Editorial: The B-Side of B Cells

Editorial on the Research Topic
The B-Side of B Cells

B cells play a pivotal role in the humoral immune response by secreting highly diverse but specific antibodies and recently many other B cell functions with important implications on the functional homeostasis of the immune system have been studied.

In this Research Topic we collected new data on the many non-conventional roles of B cells in health and in different disease settings.

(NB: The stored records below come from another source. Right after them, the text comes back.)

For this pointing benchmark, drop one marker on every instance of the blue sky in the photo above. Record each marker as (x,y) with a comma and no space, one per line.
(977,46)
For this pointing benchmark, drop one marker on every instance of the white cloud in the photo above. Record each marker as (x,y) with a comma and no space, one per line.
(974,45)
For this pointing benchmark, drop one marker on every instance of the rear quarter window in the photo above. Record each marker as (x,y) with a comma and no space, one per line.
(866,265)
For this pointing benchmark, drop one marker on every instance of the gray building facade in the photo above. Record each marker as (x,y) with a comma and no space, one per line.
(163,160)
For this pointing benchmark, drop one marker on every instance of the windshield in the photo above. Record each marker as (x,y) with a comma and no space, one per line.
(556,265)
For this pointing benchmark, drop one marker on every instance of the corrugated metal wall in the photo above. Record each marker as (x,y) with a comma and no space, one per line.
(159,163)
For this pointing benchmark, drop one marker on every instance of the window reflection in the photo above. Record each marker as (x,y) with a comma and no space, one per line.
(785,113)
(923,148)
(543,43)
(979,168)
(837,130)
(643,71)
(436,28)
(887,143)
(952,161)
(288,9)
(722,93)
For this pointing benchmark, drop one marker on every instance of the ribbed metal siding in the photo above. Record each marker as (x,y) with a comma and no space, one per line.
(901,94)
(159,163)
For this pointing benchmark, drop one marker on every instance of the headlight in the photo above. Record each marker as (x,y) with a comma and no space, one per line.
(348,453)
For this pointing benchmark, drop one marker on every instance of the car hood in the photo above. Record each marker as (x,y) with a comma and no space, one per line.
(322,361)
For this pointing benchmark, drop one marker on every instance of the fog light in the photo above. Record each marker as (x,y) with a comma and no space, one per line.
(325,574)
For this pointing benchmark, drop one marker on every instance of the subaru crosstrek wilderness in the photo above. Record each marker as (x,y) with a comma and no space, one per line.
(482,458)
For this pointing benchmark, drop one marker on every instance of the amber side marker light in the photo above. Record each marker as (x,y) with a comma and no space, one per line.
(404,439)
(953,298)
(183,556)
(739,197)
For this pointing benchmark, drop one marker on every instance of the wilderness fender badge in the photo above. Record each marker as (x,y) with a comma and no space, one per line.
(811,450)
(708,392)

Early B cell development and cell lineage commitment occurs in the fetal liver and continue in the bone marrow throughout life after birth. B cells can be subdivided into two main groups (1, 2). B1 cells produce polyreactive “natural” antibodies and are found primarily in the peritoneal and pleural cavities, while B-2 cells produce antigen-induced antibodies in secondary lymphoid organs. Immunoglobulin M (IgM) is the first antibody isotype expressed during development of both cell populations and forms the first humoral B cell receptor (BCR) on the surface of naive B cells. It has previously been assumed that induced IgM antibodies are short-lived and that the corresponding B cells class switch to more effective antibody isotypes. However, recent evidence suggests that IgM antibodies can be produce by long-lived plasma cells and possess memory phenotype with diverse antibody repertoire. How IgM structure and BCR signaling directs B cell development and their responses during infectious and non-communicable diseases is comprehensively reviewed in this issue by Jones et al. Deeper mechanistic insight into fetal B cell development and how it changes in postnatal life is essential for a detailed understanding of the role of B cells during the early onset and progression of disease.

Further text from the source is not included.